L’affaire a pris une telle ampleur qu’une commission d’enquête composée de 15 députés a été créée afin de faire toute la lumière sur les évènements de Sidi Ifni.
 
Dans une grande salle de réunion du Parlement, à Rabat, Khadija Ryadi, présidente de l’Association marocaine des Droits de l’homme, présente les résultats de l’enquête menée par son association. Très sceptique quant à l’objectivité des travaux de la commission parlementaire, elle regrette que les responsables des forces de police n’aient pas été entendus.

Pour la militante, cette violence policière évoque les exactions commises par les autorités sous le régime du roi Hassan II, entre 1960 et 1999 : "Ce qui est arrivé, c’est le résultat de l’impunité dont jouissent les responsables.

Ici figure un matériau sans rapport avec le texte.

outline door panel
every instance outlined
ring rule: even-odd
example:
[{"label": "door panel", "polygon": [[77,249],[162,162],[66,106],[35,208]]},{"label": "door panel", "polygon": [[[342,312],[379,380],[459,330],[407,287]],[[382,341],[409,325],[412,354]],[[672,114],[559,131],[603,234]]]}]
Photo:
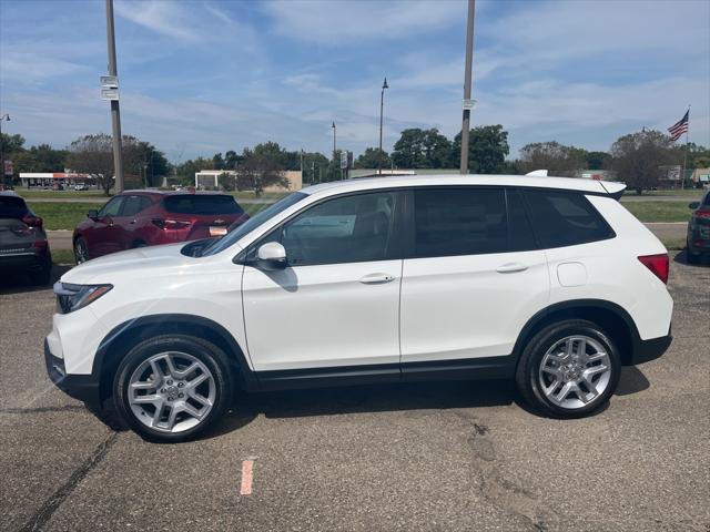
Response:
[{"label": "door panel", "polygon": [[[366,283],[367,276],[392,277]],[[244,268],[244,319],[257,371],[397,364],[402,260]]]},{"label": "door panel", "polygon": [[548,298],[544,252],[406,259],[402,362],[509,355]]},{"label": "door panel", "polygon": [[312,205],[265,236],[288,266],[246,260],[244,320],[256,370],[399,362],[402,255],[393,192]]}]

Ces mêmes responsables qui dirigeaient les violences et les graves violations des droits humains pendant ce qu’on appelle 'les années de plomb'. Ce sont les mêmes personnes qui sont là aujourd’hui, qui donnent les ordres pour attaquer les gens dans leurs maisons."

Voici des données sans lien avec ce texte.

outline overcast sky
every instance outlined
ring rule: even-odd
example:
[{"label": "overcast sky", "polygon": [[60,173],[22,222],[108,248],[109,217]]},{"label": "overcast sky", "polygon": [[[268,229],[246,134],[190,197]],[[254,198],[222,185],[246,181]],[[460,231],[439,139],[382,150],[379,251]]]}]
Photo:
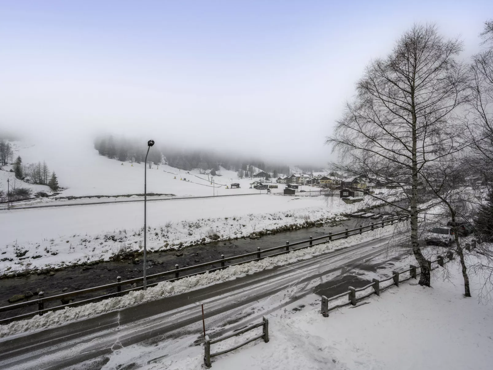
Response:
[{"label": "overcast sky", "polygon": [[0,126],[321,164],[370,60],[427,22],[466,58],[492,17],[491,0],[2,0]]}]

Porte-parole du groupe des parlementaires en charge de l’enquête, le député Taieb el-Mesbahi se veut plus rassurant : "Je pense que tout acte qui va à l’encontre des Droits de l’homme, des droits de la femme et de l’Etat de droit, doit faire l’objet de poursuites. La commission sera intraitable sur tout acte entrant dans ce cadre-là."

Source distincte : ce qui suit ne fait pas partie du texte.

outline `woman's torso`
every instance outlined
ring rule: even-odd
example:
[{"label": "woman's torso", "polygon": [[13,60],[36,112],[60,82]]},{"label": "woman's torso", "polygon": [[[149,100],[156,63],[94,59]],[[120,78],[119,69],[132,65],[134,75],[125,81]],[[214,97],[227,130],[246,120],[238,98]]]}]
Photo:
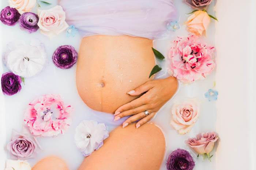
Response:
[{"label": "woman's torso", "polygon": [[153,41],[128,36],[95,35],[82,40],[76,72],[76,86],[89,107],[113,113],[135,99],[127,94],[151,80],[155,65]]}]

Les quinze députés devraient remettre leur rapport à la fin du mois de juillet. Reste que des témoins importants n’ont toujours pas été entendus. A l’instar de ce médecin de Sidi Ifni qui, durant les évènements du début du mois de juin, a délivré une centaine de certificats médicaux aux victimes des violences policières.

Dans les jours qui ont suivi les manifestations, la salle d’attente du docteur Omar el-Kharroubi n’a pas désempli. Pour ce quinquagénaire, qui se qualifie non sans humour de "barbu apolitique", un médecin se doit de soigner tout le monde quelles que soient son origine ou sa religion.

"Des centaines de personnes ne peuvent pas mentir"


Aussi a-t-il pris la décision de soigner gracieusement la plupart des blessés qui, faute de moyens, ne pouvaient payer les 100 dirhams (9 €) demandés par l’hôpital pour la délivrance d’un certificat médical. 

"J’ai reçu une centaine de personnes qui ont été agressées et elles ne peuvent pas toutes mentir… J’ai vu des contusions, des traumatismes divers. J’ai également vu quelques femmes. Trois ou quatre d’entre elles m’ont affirmé avoir été touchées. Mais il n’y a pas eu de viol, assure le médecin. Vous savez que le Maroc est un pays arabe et musulman, que ces choses sont très mal vues et elles sont inacceptables."

La population de Sidi Ifni reste choquée. Elle espère que justice sera rendue, mais surtout que ce vent de contestation saura être compris et entendu par le royaume.